1

I need help.

I am currently facing an issue where the trust relationship between a client computer and the domain controller has broken. As a result, the LAPS-managed local administrator password is not working.

Since the LAPS (Local Administrator Password Solution) policy is already applied, the old local administrator password no longer works, and I’m unable to retrieve or use the current password managed by LAPS.

Due to this, I am unable to rejoin the computer to the domain.

I would appreciate any guidance or suggestions on how to resolve this issue—specifically, how to regain local access or retrieve the LAPS password in order to rejoin the system to the domain.

Thank you.

7 Spice ups
2

Hi Welcome to Spiceworks, if you have previously logged on with a domain account with local admin privileges try unplugging the machine from the network and try the domain account login, I have found that the machine will use the cached login information if it cannot find the domain because the network is unavailable, the other option is to use an offline password reset tool such as NTPasswd found here Offline Windows Password & Registry Editor , it is old but so far still seems to be working.

Simon

7 Spice ups
3

I will confirm the tool suggested by @simonfox will work.
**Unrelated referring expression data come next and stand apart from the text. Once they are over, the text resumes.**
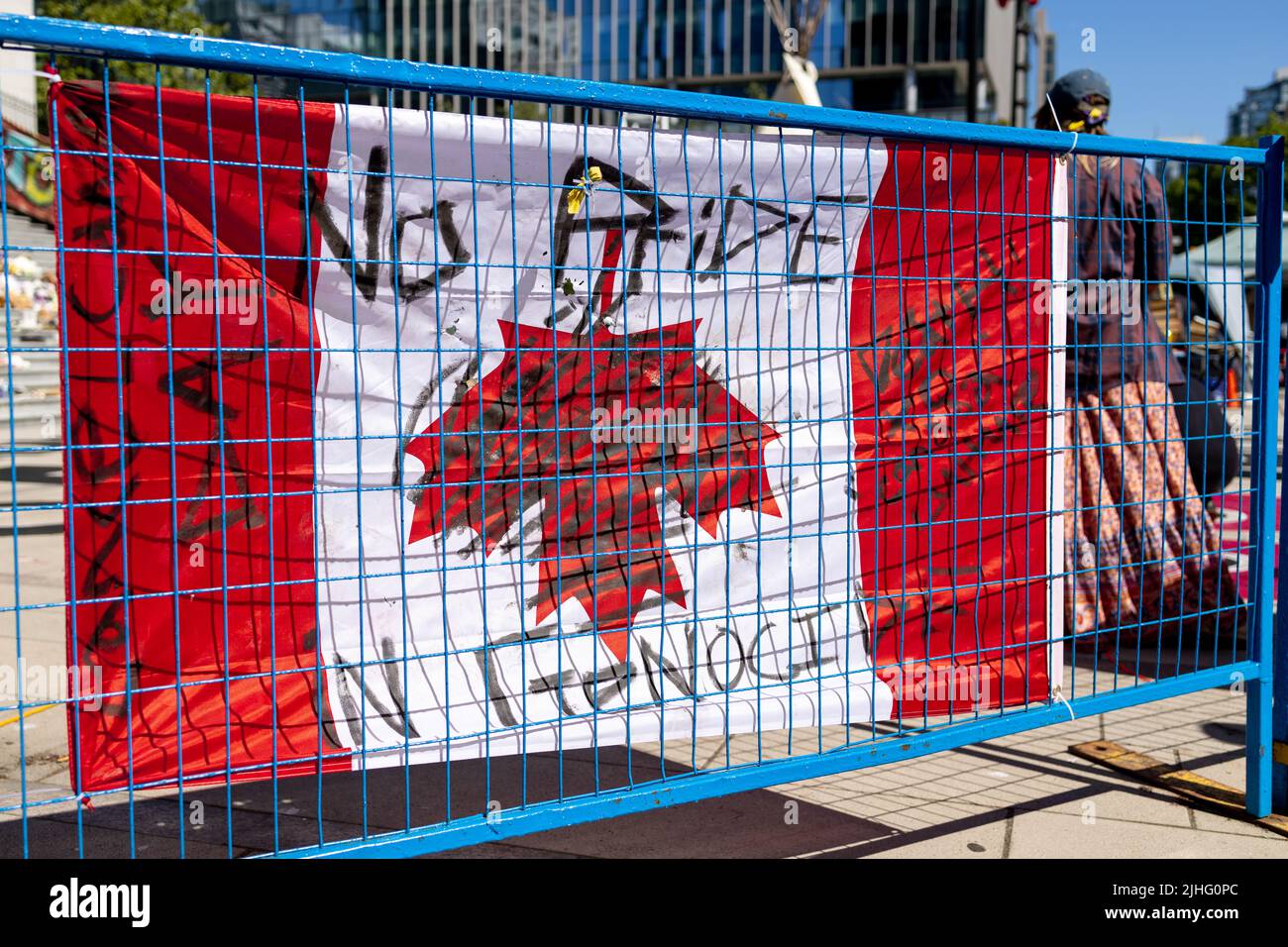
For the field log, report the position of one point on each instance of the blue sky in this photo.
(1175, 67)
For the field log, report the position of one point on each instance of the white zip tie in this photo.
(1059, 696)
(38, 73)
(1072, 147)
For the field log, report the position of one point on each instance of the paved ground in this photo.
(1018, 796)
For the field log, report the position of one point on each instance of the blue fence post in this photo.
(1269, 273)
(1270, 201)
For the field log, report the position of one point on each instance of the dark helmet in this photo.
(1081, 101)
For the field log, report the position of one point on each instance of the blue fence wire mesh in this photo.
(1133, 434)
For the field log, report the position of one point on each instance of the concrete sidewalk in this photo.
(1013, 797)
(1017, 796)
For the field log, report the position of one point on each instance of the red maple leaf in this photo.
(526, 437)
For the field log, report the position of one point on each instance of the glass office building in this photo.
(872, 54)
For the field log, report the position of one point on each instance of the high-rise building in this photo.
(1260, 105)
(874, 54)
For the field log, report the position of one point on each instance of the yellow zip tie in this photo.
(581, 188)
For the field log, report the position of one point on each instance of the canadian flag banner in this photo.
(399, 436)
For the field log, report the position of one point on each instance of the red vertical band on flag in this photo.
(189, 460)
(951, 388)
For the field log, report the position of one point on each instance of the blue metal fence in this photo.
(1199, 643)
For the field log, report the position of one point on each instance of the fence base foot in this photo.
(1196, 789)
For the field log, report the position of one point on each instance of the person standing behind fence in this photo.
(1140, 548)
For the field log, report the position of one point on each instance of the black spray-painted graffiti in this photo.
(644, 219)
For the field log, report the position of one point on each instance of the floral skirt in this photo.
(1140, 547)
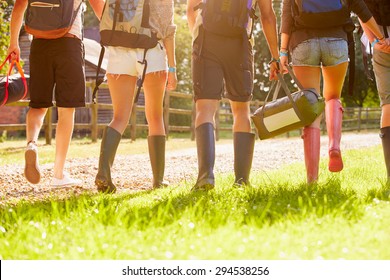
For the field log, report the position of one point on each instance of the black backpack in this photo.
(319, 14)
(125, 23)
(380, 9)
(226, 17)
(50, 19)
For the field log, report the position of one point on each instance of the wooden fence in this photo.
(354, 119)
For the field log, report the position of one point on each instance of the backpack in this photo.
(125, 23)
(319, 14)
(226, 17)
(380, 9)
(50, 19)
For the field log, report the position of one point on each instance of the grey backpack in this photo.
(50, 19)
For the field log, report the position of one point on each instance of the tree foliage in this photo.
(4, 29)
(365, 91)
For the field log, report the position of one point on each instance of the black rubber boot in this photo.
(244, 143)
(110, 142)
(385, 135)
(205, 145)
(156, 144)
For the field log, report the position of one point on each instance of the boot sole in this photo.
(205, 187)
(104, 187)
(335, 161)
(31, 169)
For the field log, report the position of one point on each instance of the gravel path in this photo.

This is one downside to LAPS, if the password has rotated, the machine is locked - option 2, just wipe it.

7 Spice ups
4

Greetings thshah2090 ! Welcome to SPiceworks!

To re-iterate what the others have advised, logging on with a different admin accounts, oone that was logged on before it lost connectivity to the network, that will allow you to do so, failing that wiping and reloading will also work, and if you can’t just wipe it, load the drive up in an external caddy and access data that way before you wipe it…
Going forward tho, being as I am in a sub-HD, and not the primary, we have a local admin account because we are not privy to their LAPS controlled credentials, that may also be something you could look into, for when this happens again. Sometimes windows computers simply “fall off” the domain, and there is not help for them unless you can log on a local admin.

** Q: Concerning NTPasswd will that ENABLE an account, or does it just allow you to retrieve or modify accounts & passwords?
I am looking for screen shots online or someone’s experience with it, I have never used that one and once I am off the companies restrictive network I will investigate it further.

1 Spice up
5

You can OR modify create accounts.

You can also use Hirens where there is a more GUI based system that allows modification and creation of accounts.

4 Spice ups
6

I’ll second Hiren’s BootCD. I have used that before for PCs that I had lost the local admin access to.

3 Spice ups
7

So this used to work, couldn’t hurt to try:

  1. Boot off a windows image
  2. When the setup screen appears hit shift + F10 to get into cmd
  3. run “ren C:\windows\system32\utilman.exe utilman.exe.bak” (Replace C: with whatever your boot drive is)
  4. run " copy C:\windows\system32\cmd.exe C:\windows\system32\utilman.exe"
  5. Restart
  6. On boot, hit the accessibility icon in the bottom right corner
  7. Presto! You’ve got a command prompt.
  8. Create a new account: net user testuser /add
  9. Add to administrators: net localgroup administrators test /add
  10. Now log in with your new account and do what you need to repair the trust relationship.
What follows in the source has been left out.